Lost amid all of the self-congratulating among U.S. senators for passing a bipartisan overhaul of the immigration system is the inaction from the legislators to do anything to prevent student loan interest rates from doubling before leaving for their July 4 recess, according to the Los Angeles Times.

President Barack Obama was able to use the potential student loan increase last year for political gain as they pressured Republicans, who wanted to gain the support of some of the young people who had overwhelmingly voted for President Obama in 2008, into supporting a deal they didn't want. This year infighting among Democrats, the Obama administration wanted a compromise closer to the Republican proposal while party leaders did not, is at least partially to blame, according to the Los Angeles Times.

"Interest rates on student loans are about to double because the president and Senate Democrats won't resolve this impasse," Speaker of the House John Boehner, R-Ohio, said.

The increase in Stafford loan rates is expected to add $4,500 to the cost of a four-year college education a report from the Joint Economic Committee revealed. Student loan debt has skyrocketed recently. In 2007 approximately $550 billion was owed by students; in the first quarter of 2013 that numbers was close to $1 trillion, according to the Los Angeles Times.

Sen. Debbie Stabenow, D-Mich., says that the loan rate increase should be only a temporary nuisance, she expects a vote scheduled for July 10 to return the rate back to 3.4 percent from the 6.8 percent it will automatically climb to on July 1, according to the Washington Post.

"We're going to keep at it until we get this done," Stabenow said. "The White House is completely in support of what we are doing."

Rep. John Kline, R-Minn., chairman of the House Education and the Workforce Committee, said in a radio address that he thinks deciding the rate of student loans is something that the government has no business doing.

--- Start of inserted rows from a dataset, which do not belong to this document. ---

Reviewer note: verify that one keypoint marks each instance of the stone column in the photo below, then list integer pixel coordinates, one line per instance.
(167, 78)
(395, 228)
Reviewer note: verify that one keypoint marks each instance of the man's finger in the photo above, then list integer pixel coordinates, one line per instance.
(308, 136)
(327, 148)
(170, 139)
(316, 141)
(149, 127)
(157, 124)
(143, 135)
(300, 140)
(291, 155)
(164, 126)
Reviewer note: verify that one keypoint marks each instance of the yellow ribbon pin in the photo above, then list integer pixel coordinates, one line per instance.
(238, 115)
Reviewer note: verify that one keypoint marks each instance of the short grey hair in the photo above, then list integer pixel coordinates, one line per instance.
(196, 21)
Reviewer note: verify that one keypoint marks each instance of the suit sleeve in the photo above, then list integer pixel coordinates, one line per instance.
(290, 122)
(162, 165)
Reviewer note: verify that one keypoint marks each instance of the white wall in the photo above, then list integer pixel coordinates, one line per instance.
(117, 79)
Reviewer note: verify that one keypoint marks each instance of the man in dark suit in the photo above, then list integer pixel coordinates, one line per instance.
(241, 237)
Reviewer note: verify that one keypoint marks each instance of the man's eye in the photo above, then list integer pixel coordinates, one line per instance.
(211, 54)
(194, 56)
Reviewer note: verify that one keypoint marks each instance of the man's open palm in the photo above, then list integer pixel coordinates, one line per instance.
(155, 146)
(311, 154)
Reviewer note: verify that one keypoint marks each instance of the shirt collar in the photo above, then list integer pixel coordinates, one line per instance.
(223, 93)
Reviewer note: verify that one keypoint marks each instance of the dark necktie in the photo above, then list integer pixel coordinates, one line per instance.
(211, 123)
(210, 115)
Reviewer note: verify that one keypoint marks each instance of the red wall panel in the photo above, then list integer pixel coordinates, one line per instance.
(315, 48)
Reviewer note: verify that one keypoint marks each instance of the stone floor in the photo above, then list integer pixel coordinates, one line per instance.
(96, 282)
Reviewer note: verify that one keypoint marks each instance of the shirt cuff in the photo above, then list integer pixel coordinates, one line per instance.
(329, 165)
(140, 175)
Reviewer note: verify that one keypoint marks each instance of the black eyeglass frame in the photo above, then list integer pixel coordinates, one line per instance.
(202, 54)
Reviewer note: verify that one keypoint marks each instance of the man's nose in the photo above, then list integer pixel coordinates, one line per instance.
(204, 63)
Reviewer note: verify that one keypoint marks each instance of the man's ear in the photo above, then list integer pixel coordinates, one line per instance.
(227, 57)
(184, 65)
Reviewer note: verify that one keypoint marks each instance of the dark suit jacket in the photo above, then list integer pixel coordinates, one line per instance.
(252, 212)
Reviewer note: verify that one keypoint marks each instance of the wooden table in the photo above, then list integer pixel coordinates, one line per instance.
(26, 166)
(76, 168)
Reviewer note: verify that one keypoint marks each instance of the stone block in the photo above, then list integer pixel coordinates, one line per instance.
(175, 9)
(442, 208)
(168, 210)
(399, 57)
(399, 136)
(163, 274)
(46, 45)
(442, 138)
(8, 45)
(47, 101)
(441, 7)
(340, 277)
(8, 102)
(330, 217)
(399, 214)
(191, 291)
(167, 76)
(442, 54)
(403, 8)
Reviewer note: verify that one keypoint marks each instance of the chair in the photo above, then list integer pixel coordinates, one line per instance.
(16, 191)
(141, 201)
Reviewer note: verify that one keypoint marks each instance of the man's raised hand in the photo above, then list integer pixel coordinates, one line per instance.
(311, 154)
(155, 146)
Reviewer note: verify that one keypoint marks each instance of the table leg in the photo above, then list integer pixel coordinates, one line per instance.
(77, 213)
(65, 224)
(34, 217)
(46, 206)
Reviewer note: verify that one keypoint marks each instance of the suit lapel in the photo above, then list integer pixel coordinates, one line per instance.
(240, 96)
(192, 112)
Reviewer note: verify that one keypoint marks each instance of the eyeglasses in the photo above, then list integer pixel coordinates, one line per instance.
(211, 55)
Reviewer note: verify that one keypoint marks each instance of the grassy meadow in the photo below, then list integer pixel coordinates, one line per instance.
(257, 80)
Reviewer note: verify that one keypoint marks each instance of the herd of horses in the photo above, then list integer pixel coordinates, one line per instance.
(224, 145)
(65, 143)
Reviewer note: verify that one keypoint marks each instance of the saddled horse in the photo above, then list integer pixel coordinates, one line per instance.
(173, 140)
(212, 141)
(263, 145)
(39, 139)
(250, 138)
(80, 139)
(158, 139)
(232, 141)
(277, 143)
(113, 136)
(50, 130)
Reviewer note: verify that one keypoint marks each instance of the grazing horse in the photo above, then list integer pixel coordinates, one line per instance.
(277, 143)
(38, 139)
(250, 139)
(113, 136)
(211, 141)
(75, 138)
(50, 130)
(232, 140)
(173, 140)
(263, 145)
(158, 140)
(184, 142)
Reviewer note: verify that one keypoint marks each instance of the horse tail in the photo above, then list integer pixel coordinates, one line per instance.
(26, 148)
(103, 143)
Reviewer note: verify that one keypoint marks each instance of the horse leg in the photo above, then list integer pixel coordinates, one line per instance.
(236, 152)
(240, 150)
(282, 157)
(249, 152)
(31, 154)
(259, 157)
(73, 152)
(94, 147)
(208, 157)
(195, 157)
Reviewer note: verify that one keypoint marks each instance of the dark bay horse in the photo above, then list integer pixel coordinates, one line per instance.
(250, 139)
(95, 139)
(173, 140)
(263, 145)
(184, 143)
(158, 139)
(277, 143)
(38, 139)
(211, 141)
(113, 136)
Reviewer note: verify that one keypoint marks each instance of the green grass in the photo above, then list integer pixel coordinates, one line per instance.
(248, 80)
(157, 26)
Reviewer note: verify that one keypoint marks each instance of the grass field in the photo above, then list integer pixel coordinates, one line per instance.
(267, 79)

"We're in this predicament because politicians put themselves in charge of setting interest rates, guaranteeing exactly this type of down-to-the-wire uncertainty for students and their families," Kline said. "What we need is a long-term solution that gets Washington out of the business of setting rates altogether."

Nella Lipton, a business major at the University of Maryland, told NPR that being a college student is stressful enough without having to worry about fluctuating interest rates for student loans.

It's kind of sad because you hear about everybody defaulting on their loans when they graduate, but I'm just hoping that with my major, I'll be able to get a job," Lipton said. "They're sort of putting the burden on a younger generation, and once we are old enough to vote and once we're part of the economy and we...default on our loans, it's going to be a big issue, and they're going to regret it."